Package vision provides vision-related neural network layers.
Stability: beta
Index ¶
- type CLIPEncoder
- func (e *CLIPEncoder[T]) Attributes() map[string]interface{}
- func (e *CLIPEncoder[T]) Backward(_ context.Context, _ types.BackwardMode, _ *tensor.TensorNumeric[T], ...) ([]*tensor.TensorNumeric[T], error)
- func (e *CLIPEncoder[T]) Forward(ctx context.Context, inputs ...*tensor.TensorNumeric[T]) (*tensor.TensorNumeric[T], error)
- func (e *CLIPEncoder[T]) OpType() string
- func (e *CLIPEncoder[T]) OutputShape() []int
- func (e *CLIPEncoder[T]) Parameters() []*graph.Parameter[T]
- type CLIPEncoderConfig
Constants ¶
This section is empty.
Variables ¶
This section is empty.
Functions ¶
This section is empty.
Types ¶
type CLIPEncoder ¶
CLIPEncoder implements a CLIP ViT (Vision Transformer) encoder.
Architecture:
PatchEmbed -> [CLS] + PatchEmbeddings + PosEmbed -> [LN -> SelfAttn -> Add -> LN -> FFN(QuickGELU) -> Add] x N -> LN
Input shape: [batch, channels, height, width] (pixel values normalized to [-1, 1]) Output shape: [batch, numPatches+1, hiddenDim]
func NewCLIPEncoder ¶
func NewCLIPEncoder[T tensor.Numeric]( name string, engine compute.Engine[T], ops numeric.Arithmetic[T], cfg CLIPEncoderConfig, ) (*CLIPEncoder[T], error)

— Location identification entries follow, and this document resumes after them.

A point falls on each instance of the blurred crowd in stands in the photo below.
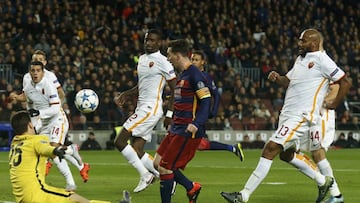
(96, 44)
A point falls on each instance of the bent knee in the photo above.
(287, 155)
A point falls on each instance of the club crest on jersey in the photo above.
(151, 64)
(310, 65)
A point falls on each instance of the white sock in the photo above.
(64, 170)
(148, 162)
(130, 154)
(325, 169)
(308, 168)
(75, 153)
(74, 161)
(256, 177)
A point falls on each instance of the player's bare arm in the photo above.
(333, 90)
(278, 79)
(344, 86)
(17, 97)
(170, 104)
(61, 95)
(120, 99)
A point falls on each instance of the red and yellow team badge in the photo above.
(151, 64)
(310, 65)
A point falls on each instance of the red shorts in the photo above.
(176, 151)
(204, 144)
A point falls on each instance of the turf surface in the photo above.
(217, 171)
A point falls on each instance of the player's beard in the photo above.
(303, 52)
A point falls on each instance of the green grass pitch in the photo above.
(217, 171)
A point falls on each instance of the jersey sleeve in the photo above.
(52, 77)
(42, 145)
(330, 69)
(215, 96)
(54, 102)
(198, 83)
(168, 69)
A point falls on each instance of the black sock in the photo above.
(183, 180)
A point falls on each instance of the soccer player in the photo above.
(322, 136)
(307, 84)
(153, 71)
(191, 110)
(48, 118)
(198, 58)
(27, 158)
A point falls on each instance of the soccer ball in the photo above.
(86, 101)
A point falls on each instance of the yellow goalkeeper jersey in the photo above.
(27, 160)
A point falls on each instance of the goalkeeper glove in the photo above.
(60, 152)
(34, 112)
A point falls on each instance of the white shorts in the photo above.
(322, 134)
(142, 122)
(56, 128)
(291, 131)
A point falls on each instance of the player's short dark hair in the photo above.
(201, 54)
(37, 63)
(40, 52)
(19, 122)
(156, 32)
(179, 46)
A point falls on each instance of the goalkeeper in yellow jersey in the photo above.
(27, 159)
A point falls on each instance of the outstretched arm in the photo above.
(278, 79)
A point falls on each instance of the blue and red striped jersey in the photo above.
(192, 102)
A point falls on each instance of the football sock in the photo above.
(76, 154)
(220, 146)
(256, 177)
(166, 186)
(129, 153)
(65, 171)
(325, 169)
(148, 162)
(74, 161)
(308, 168)
(183, 180)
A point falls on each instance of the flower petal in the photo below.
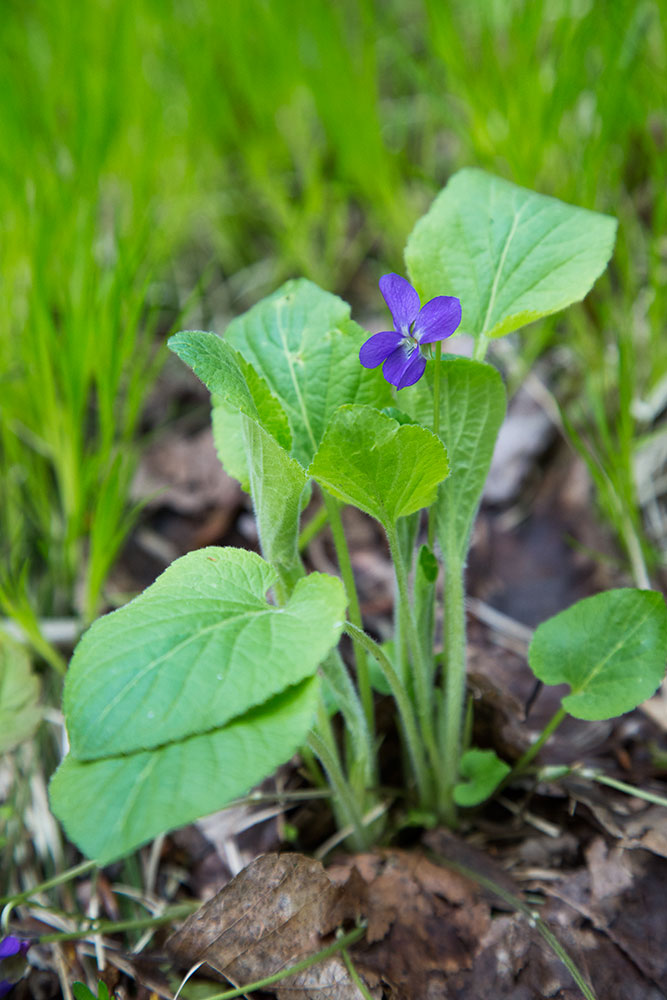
(378, 348)
(12, 946)
(402, 300)
(437, 319)
(403, 369)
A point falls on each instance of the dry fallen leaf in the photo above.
(424, 922)
(276, 912)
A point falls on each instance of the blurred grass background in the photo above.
(162, 153)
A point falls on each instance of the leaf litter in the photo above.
(596, 878)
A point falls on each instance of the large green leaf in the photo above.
(472, 408)
(510, 255)
(382, 467)
(303, 343)
(196, 649)
(111, 806)
(253, 440)
(20, 713)
(227, 375)
(611, 649)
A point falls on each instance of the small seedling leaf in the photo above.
(611, 649)
(198, 648)
(387, 469)
(482, 772)
(510, 255)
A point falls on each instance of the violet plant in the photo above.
(182, 700)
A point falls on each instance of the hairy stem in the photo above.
(423, 670)
(343, 553)
(436, 431)
(406, 713)
(349, 812)
(450, 719)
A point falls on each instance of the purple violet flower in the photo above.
(12, 964)
(402, 349)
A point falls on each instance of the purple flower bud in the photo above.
(401, 348)
(12, 962)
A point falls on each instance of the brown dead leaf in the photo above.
(273, 914)
(424, 922)
(184, 473)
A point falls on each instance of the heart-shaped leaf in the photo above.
(482, 772)
(387, 469)
(510, 255)
(199, 647)
(110, 807)
(278, 486)
(253, 440)
(611, 649)
(226, 374)
(303, 343)
(472, 408)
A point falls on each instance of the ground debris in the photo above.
(277, 911)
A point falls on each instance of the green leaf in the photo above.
(510, 255)
(611, 649)
(227, 426)
(472, 408)
(81, 991)
(278, 486)
(110, 807)
(303, 343)
(483, 771)
(387, 469)
(196, 649)
(19, 692)
(228, 376)
(253, 440)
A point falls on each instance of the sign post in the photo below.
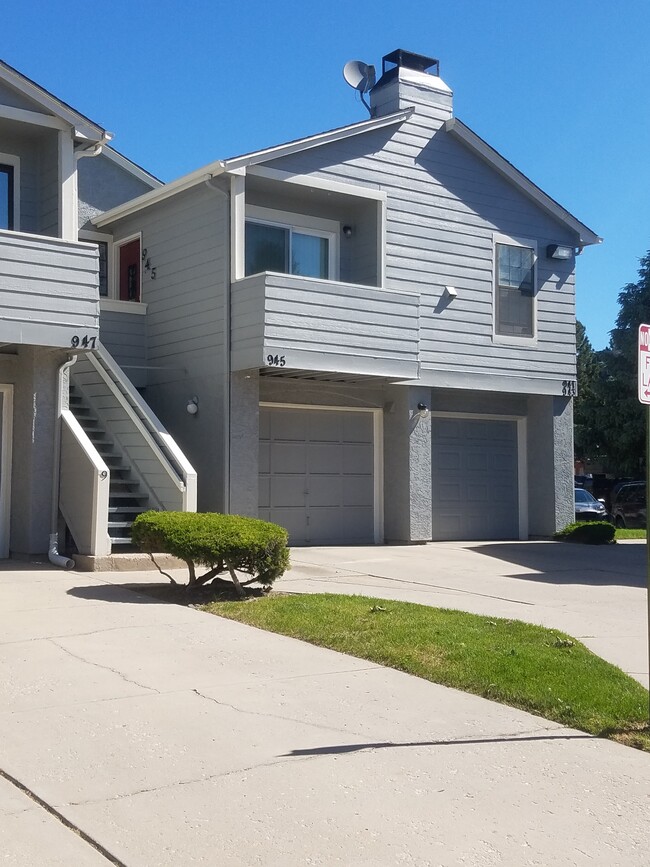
(643, 380)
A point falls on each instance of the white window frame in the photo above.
(14, 161)
(305, 225)
(114, 302)
(513, 339)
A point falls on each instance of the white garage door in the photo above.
(316, 474)
(475, 486)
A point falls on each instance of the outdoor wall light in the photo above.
(559, 251)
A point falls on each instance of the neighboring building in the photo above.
(56, 172)
(366, 335)
(376, 325)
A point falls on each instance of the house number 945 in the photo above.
(569, 388)
(85, 341)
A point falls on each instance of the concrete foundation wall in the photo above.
(33, 373)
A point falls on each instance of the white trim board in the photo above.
(377, 453)
(6, 427)
(14, 161)
(522, 457)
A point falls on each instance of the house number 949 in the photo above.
(569, 388)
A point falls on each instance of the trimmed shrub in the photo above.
(587, 532)
(222, 543)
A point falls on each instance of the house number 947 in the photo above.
(85, 341)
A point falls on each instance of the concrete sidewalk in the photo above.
(146, 734)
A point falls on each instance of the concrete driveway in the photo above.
(140, 734)
(595, 593)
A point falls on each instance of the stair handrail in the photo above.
(179, 469)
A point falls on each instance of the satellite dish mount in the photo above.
(360, 76)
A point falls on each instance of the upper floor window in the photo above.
(128, 270)
(305, 247)
(6, 196)
(515, 289)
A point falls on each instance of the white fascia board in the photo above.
(237, 165)
(35, 118)
(347, 189)
(85, 127)
(132, 168)
(480, 147)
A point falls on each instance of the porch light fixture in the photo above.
(559, 251)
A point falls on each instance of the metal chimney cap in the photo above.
(410, 60)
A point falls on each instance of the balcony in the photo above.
(48, 291)
(287, 323)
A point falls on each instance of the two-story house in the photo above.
(88, 471)
(363, 335)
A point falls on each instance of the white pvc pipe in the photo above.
(53, 550)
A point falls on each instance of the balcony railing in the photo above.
(48, 291)
(296, 323)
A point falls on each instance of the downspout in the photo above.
(227, 388)
(53, 551)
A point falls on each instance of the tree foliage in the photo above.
(222, 543)
(610, 420)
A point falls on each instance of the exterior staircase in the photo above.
(126, 497)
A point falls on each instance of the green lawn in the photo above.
(529, 667)
(630, 534)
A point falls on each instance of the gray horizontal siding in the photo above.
(318, 325)
(444, 204)
(48, 290)
(123, 334)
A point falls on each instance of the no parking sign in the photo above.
(644, 364)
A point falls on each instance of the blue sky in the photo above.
(559, 88)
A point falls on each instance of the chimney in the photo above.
(410, 79)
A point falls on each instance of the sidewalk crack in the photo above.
(116, 671)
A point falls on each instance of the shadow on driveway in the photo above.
(566, 563)
(353, 748)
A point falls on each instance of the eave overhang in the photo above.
(240, 163)
(487, 153)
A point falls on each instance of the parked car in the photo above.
(588, 508)
(629, 506)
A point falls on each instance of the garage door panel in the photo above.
(358, 490)
(475, 488)
(357, 459)
(316, 474)
(324, 491)
(357, 427)
(265, 457)
(293, 520)
(286, 491)
(324, 458)
(324, 426)
(290, 426)
(264, 492)
(288, 458)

NewCLIPEncoder creates a new CLIP ViT encoder.
func (*CLIPEncoder[T]) Attributes ¶
func (e *CLIPEncoder[T]) Attributes() map[string]interface{}
func (*CLIPEncoder[T]) Backward ¶
func (e *CLIPEncoder[T]) Backward(_ context.Context, _ types.BackwardMode, _ *tensor.TensorNumeric[T], _ ...*tensor.TensorNumeric[T]) ([]*tensor.TensorNumeric[T], error)
func (*CLIPEncoder[T]) Forward ¶
func (e *CLIPEncoder[T]) Forward(ctx context.Context, inputs ...*tensor.TensorNumeric[T]) (*tensor.TensorNumeric[T], error)
Forward runs the CLIP vision encoder. Input: [batch, channels, height, width] pixel values. Output: [batch, numPatches+1, hiddenDim] vision embeddings.
func (*CLIPEncoder[T]) OpType ¶
func (e *CLIPEncoder[T]) OpType() string
func (*CLIPEncoder[T]) OutputShape ¶
func (e *CLIPEncoder[T]) OutputShape() []int
func (*CLIPEncoder[T]) Parameters ¶
func (e *CLIPEncoder[T]) Parameters() []*graph.Parameter[T]
Parameters returns all trainable parameters from the CLIP encoder.
type CLIPEncoderConfig ¶
type CLIPEncoderConfig struct {
ImageSize int // Input image size (square, e.g. 224).
PatchSize int // Patch size for patch embedding (e.g. 14).
HiddenDim int // Hidden dimension throughout the encoder.
NumHeads int // Number of attention heads per transformer block.
NumLayers int // Number of transformer encoder blocks.
NumChannels int // Number of input channels (default 3 for RGB).
}
CLIPEncoderConfig holds configuration for a CLIP vision encoder.
func (CLIPEncoderConfig) NumPatches ¶
func (c CLIPEncoderConfig) NumPatches() int
NumPatches returns the number of patches (excluding class token).